I guess I would be useful doing other things.
"the freedom we get isn't really the freedom we want" the freedom itself is an entirely spiritual, inner condition
if one tries to become free through some kind of external machinations, he reaches insurmountable barriers
Sure. I would agree with your statement. But there is also, for example, the "school choice" illusion. If you are given the choice to send your children to any of 10 shitty schools, what kind of freedom is that? Is it more "free" than having only one, good school to send your children to?
If "freedom" has any purpose, removing the achievability of the purpose makes freedom meaningless.
purpose itself is the metaphysical enemy of freedom
Imagine a God having a "purpose"
It would completely obliterade his sense of unconditionality
It is more freeing to people to take choice away from them - bad choices, useless choices, choices they don't want.

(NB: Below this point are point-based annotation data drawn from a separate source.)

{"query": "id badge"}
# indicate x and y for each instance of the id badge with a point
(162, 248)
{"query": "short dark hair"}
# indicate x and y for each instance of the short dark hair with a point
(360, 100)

Which is the basis for freedom
It is the highest achievement to realize the futility of choices
Think how people of all craft in the end limit their choices
I do. We're agreeing. I'm just making the policy argument because I don't trust people to come to the realization on their own
The Meaning of Freedom is heavely conflated, we have freedom in the sense that you talk about it namely spiritual freedom in other words being more free from ones animalic nature/subconscious or having acquired the skill to realise and eleminate ones biases from ones thinking and thereby achieving a "higher" sense of consciousness.
The danger is in people's realizations being founded on fleeting sensations
Which is always the truth the less there exists some sort of metaphysical order
@MK realization of ones spiritual unconditionality is the only meaningful freedom
put squarely, one can for example become unconditional by fully embracing the possibility of cessation of his physical existence at will
Then There is the sense of political freedom, having certain rights in other words the souvereign promises to restrict his own behaviour in some sense, for example free speech the state promises not to stop you from speaking your mind within common spaces
but again, refusing to ascribe to it the "ultimate meaning"
you can parse the word freedom however you want. I'm only talking about it in the colloquial sense of choices available to an individual
The leftist use freedom in the sense of being free from obligations/dutys while still getting the benefits
i . e. Freedom from Duty
but the rightists will argue that More Choices = More Freedom
and that's what I'm objecting to
One must not under any circumstance give choices any inherent value
Other than allowing choices where choice fulfills a desired function
For example, pattern of making bad choices when given option, can be used to realize that an individual is a danger to himself and therefore to he group
Every higher power wants to limit the choices of it's subordinates, this is the basic law
The higher the power, the more choices and the greater the need for a "purpose" which will serve as a guiding light
Since multiplicity of choices always brings existential crisis of a sort
It's usually in peoples own interest. i limit my own choices because I am unhappy if I face endless meaningless choices
Freedom has naturally certain restrictions namely the physical ones obviously, but also other human beings have a natural genetically imprinted sense of justice, they realise when costs are externalized on them and will try to retaliate against you so those are natural limits to your behaviour too
I deleted some dozen plugins because I could spend days trying to figure out which instrument to use when making music
Limiting your options is a powerful strategy in modern times
"but also other human beings have a natural genetically imprinted sense of justice" most peoples sense of justice is their greater capability to abstractly conceive things, which results in them using themselves as a reference
these are the sort of people with whom you can have "good things"
Absolutely. Some clinical research also supports the notion that limited choices and limited resources also result in greater creativity and problem solving ability.